What’s the Difference Between a CDP and a CRM?
A CRM, or Customer Relationship Management platform, is quite different than a CDP. Whereas Customer Data platforms are marketing tools specifically designed to collect and manipulate customer data, CRMs act as relationship brokers for your customers. CRMs like Hubspot and Salesforce primarily focus on managing operations like sales opportunities, contact details, support tickets, purchases, service history, etc. CRMs help you manage individual interactions, and CDPs help you build and analyze audience cohorts for marketing activation. CRMs tell you what your customers are doing, and CDPs help you understand who your customers are.
What’s the Difference Between a CDP and a DMP?
Whereas CDPs specifically focus on first-party data, Data Management Platforms or DMPs manage third-party and second-party data. DMPs specialize in digital advertising use cases because they help you aggregate and segment audiences for targeting using anonymous data. A DMP is essentially an advertising tool that helps you optimize your paid media spend by identifying lookalike audiences using anonymous identifiers. The key difference between CDPs and DMPs is that DMPs don’t actually store any PII data, and the data stored in the platform is only housed for a short duration; CDPs tend to house data for a longer period of time (usually 1-3 years).
Types of CDPs
According to the CDP Institute, there are four main categories of Customer Data Platforms: Data CDPs, Analytics CDPs, Campaign CDPs, and Delivery CDPs. However, the problem with this definition is that it doesn’t account for the underlying architectural differences and instead simply groups CDP solutions by use cases. There are many other specialty categories focused on other features like event tracking, identity resolution, and data onboarding (to name a few.) If you bucket CDPs by use cases, differentiating between vendors is very difficult.
The factor that truly separates CDPs from one another is the underlying architecture. Every CDP platform will have a bit of bias or nuance towards a certain industry or use case, but generally, there are three main CDP solutions or architectures: traditional CDPs, Composable CDPs, and Hybrid CDPs.
Traditional CDPs
A traditional CDP is a packaged solution designed for collecting, storing, modeling, and activating customer data. This type of CDP operates by hosting and managing the data within its own system(s).
Traditional Customer Data Platform architecture
Composable CDPs
A Composable CDP is an unbundled solution that collects, models, and activates customer data from your existing data infrastructure.
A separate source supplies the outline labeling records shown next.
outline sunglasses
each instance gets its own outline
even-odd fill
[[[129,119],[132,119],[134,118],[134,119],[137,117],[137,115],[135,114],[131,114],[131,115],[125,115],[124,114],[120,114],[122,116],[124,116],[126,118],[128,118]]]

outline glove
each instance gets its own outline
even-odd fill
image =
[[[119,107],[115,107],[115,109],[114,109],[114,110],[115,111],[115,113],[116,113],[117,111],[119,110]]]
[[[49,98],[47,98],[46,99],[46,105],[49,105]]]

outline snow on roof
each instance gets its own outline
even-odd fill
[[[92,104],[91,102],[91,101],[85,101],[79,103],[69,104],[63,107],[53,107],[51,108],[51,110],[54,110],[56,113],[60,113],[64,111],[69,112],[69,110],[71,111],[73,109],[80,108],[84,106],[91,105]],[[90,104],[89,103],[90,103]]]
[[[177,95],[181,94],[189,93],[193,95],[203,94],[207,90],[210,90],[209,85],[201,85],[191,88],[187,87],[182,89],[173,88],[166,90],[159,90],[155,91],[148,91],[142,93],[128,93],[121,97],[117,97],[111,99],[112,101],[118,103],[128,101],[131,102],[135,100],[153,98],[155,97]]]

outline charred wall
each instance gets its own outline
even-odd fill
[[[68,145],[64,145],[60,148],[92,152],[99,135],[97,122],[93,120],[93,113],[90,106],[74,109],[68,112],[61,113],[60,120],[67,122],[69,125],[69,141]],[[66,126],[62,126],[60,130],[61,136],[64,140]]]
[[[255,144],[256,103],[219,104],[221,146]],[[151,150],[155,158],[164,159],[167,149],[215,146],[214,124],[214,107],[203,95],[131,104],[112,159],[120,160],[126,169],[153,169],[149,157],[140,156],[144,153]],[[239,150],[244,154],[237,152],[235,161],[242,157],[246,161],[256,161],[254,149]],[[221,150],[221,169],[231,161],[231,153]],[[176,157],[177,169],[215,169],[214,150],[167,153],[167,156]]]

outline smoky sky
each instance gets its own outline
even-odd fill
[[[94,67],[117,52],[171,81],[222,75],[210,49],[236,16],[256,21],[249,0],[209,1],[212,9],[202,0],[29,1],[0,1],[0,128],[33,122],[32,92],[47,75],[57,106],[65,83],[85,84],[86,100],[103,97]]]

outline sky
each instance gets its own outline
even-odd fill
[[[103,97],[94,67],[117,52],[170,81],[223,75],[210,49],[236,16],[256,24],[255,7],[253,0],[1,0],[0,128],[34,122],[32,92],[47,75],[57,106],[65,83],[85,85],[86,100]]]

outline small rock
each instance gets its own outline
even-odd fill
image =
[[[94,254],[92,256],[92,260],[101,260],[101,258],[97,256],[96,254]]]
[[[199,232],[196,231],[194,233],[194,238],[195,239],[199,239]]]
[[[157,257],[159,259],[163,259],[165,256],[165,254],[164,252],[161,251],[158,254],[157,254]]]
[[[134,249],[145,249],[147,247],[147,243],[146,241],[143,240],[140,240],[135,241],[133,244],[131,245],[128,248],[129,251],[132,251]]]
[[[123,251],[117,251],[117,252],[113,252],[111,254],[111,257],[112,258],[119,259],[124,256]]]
This type of CDP stores no data and instead integrates with your existing data assets, allowing you to avoid long implementation times and unlock a much higher degree of flexibility.
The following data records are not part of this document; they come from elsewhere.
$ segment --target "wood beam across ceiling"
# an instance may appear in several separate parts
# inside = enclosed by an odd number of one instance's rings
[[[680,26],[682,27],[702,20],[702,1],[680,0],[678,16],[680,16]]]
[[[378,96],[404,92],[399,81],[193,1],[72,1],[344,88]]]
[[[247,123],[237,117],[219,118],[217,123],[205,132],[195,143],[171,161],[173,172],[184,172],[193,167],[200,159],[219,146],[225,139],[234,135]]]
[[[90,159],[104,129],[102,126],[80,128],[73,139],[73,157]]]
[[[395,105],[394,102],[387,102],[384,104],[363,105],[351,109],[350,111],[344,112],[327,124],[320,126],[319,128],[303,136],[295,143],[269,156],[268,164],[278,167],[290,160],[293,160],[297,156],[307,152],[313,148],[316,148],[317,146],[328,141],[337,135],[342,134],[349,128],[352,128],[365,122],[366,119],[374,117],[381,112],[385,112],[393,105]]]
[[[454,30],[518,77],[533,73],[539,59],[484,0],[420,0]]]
Composable Customer Data Platform architecture
Hybrid CDPs
A Hybrid CDP is a mix of the previous two solutions. All of the features of a CDP are bundled into the platform, but the architecture has some backward compatibility with your data warehouse. However, the technology is very undeveloped, and many vendors rely heavily on data copy processes, which can introduce huge latency problems and also create duplicate storage costs because you have to pay to store the same data twice (in both your data warehouse and your CDP.)
How Do CDPs Work?
CDPs provide a managed platform where you can connect to data sources to collect data and then automatically route that data as events or audiences to the downstream operational tools of your business. Every CDP has four basic components: event tracking, identity resolution, audience management, and Data Activation.
Event Tracking
All CDPs provide out-of-the-box software development kits (SDKs) that you can instrument in your codebase to track specific events your customers are taking or unique traits about them. Once you’ve deployed an SDK on your website or mobile app, every time a user takes an action (e.g., add-to-cart), that event is fired and stored in your CDP. However, most traditional CDPs have a strict event spec that limits what data you can collect, and the schema structure also imposes restrictions on how you can store that data as well.
Event tracking data flow
Identity Resolution
Identity resolution is a critical feature of any Customer Data Platform because it allows you to unify different customer datasets across different ingestion channels. CDPs provide proprietary identity resolution algorithms that you can use to link data from different channels and create a unique identity graph for each of your customers to show every historical action they’ve taken and link those actions back to an individual customer.
For example, if a user visits your website and then returns later and purchases a product, you can use identity resolution to stitch those two sessions together under one unified profile. The downside to this approach is that you don’t actually own your identity graph because it’s stored in your CDP. Additionally, because CDPs are largely limited to clickstream, you can’t easily leverage other data sources or custom entities that only live in your data warehouse.
Identity resolution in a customer data platform
Audience Management
Without audience management, a CDP is just “Customer Data Infrastructure.” In order to actually make the insights available within the platform useful, CDPs come equipped with a visual user interface and audience builder. This interface allows you to build and define customer segments and personas without writing SQL. However, with traditional CDPs, your audience building is usually limited to behavioral data, and there is no easy way to leverage proprietary data science models that only live in your data warehouse around things like customer lifetime value, purchase propensity, or even personalized product recommendations.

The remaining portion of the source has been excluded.